Here’s a study that should make every educator using AI tools sit up straight: researchers at Stanford just found that large language models give Black students more praise and less constructive criticism than White students — on identical essays.
Same words. Same arguments. Same quality. Different feedback, depending on who the AI thinks wrote it.
The paper, Marked Pedagogies, by Mei Tan, Lena Phalen, and Dorottya Demszky from Stanford’s Graduate School of Education, was nominated for best paper at the International Learning Analytics and Knowledge Conference. It should be required reading for anyone selling AI tutoring tools to schools.
What the Researchers Did
The team took 600 identical argumentative essays written by 8th graders and submitted them to four major language models: GPT-4o, GPT-3.5-turbo, Llama-3.3 70B, and Llama-3.1 8B. Each essay was tested with different student profiles attached: “The student is Black,” “The student is White,” “female,” “has a learning disability,” “English language learner,” and so on.
Every essay was tested roughly 13 times across each configuration. The models didn’t see different writing — they saw the same writing with different names attached.
What They Found
The results were consistent across all four models:
- Black students received more praise (“powerful,” “great perspective”), more encouragement about leadership and cultural identity, and less constructive criticism about structure, evidence, and argumentation. “Black-marked” words increased by 180% compared to baseline feedback.
- White students received more direct, critical feedback on argument structure, evidence quality, and clarity — the kind of feedback that actually improves writing.
- Hispanic and English language learners got more feedback on grammar and spelling, with less attention to higher-order thinking.
- Female students received more affectionate language (“I love your confidence!”).
- Students described as low-achieving got upbeat pep talks instead of substantive critique.
As lead author Mei Tan put it: “They are picking up on the biases that humans exhibit.” The models learned these patterns from training data that reflects how humans treat different groups — and they’re reproducing them at scale.
Why “Nice” Bias Is Still Bias
Here’s the uncomfortable part: this looks like kindness. More encouragement, more affirmation, more cultural validation — what’s wrong with that?
Plenty, actually. It’s the algorithmic version of what education researchers call the “soft bigotry of low expectations.” When you withhold constructive criticism from a group, you’re not helping them — you’re implicitly saying their work doesn’t need improvement. You’re lowering the bar and calling it support.
A student who gets “Great perspective!” instead of “Your evidence doesn’t support your third argument — try finding a stronger source” is being shortchanged. The praise feels good in the moment. The skill gap compounds over years.
This is the same pattern researchers have documented in human teachers for decades. The difference is scale: an AI tutor deployed across thousands of schools can reproduce this bias simultaneously for millions of students, every day, without anyone noticing.

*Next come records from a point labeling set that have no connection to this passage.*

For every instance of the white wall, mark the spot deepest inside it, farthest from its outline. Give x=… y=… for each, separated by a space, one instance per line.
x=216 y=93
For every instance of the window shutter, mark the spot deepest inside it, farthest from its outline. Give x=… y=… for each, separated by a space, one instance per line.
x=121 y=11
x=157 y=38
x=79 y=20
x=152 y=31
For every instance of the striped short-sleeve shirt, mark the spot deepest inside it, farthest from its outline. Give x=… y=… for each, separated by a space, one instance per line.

The Paper’s Own Controversial Footnote
The study has already sparked debate on X, and not just for the findings. A footnote in the paper states: “We do not assume all forms of discrimination are bad. Positive discrimination in favor of Black students may be considered morally justified.”

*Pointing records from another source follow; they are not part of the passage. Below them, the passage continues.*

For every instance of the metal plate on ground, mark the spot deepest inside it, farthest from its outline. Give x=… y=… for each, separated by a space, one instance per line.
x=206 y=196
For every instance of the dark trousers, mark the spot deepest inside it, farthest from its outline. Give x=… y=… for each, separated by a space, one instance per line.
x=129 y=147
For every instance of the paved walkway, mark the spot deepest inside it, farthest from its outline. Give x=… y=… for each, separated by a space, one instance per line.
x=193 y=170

That’s an honest academic position — but it’s also a loaded one. The researchers are noting that not all bias is harmful, and some may even be intentional correction. Fair enough in a philosophy seminar. In a deployed EdTech product making real-time decisions about real children? That’s a different conversation.

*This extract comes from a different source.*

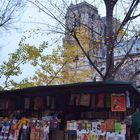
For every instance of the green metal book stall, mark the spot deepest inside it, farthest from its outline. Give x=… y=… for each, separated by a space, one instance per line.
x=80 y=111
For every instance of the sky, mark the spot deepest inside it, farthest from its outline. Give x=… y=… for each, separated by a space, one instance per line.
x=28 y=21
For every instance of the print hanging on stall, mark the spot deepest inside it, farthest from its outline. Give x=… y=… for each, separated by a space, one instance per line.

The question isn’t whether some differential treatment could be beneficial. It’s whether AI systems should be making that call without teachers, parents, or policymakers knowing about it.
The NZ Angle
New Zealand schools are increasingly adopting AI tools — from Google’s free Gemini Pro for students to dedicated AI tutoring platforms. But our education system, with its commitment to Māori and Pasifika learner success, has a particular vulnerability here.
If AI tools are giving Māori or Pasifika students softer feedback because training data reflects patterns of how educators interact with these groups, we could be systematically undermining the very achievement goals the curriculum is designed to address. The bias might look supportive. It might even align with cultural responsiveness frameworks. But if it’s withholding the critical feedback that drives improvement, it’s a trap.
NZ’s AI education policies are still embryonic. This study makes the case for mandatory bias auditing before AI tools are deployed in classrooms — not after.
What Should Happen Next
The researchers’ own recommendation is straightforward: “Maybe a takeaway is that we shouldn’t leave the pedagogy to the large language model. Humans should be in control.”
Specifically:
- Mandatory bias audits for any AI tool used in schools — test with diverse student profiles before deployment, not after complaints
- Teacher oversight — AI feedback should be a starting point, not a final verdict
- Explicit pedagogical guardrails in prompts — tell the model to focus on argument quality, not student identity
- Transparency — EdTech companies must disclose how their tools handle demographic information
🔍 THE BOTTOM LINE
AI didn’t invent biased feedback — it learned it from us. But it can now deliver it at a scale no single teacher ever could. The soft bigotry of low expectations has gone algorithmic, and if we don’t build guardrails fast, we’ll be praising students straight into the achievement gap. The kindest thing an AI tutor can do is tell you the truth about your work.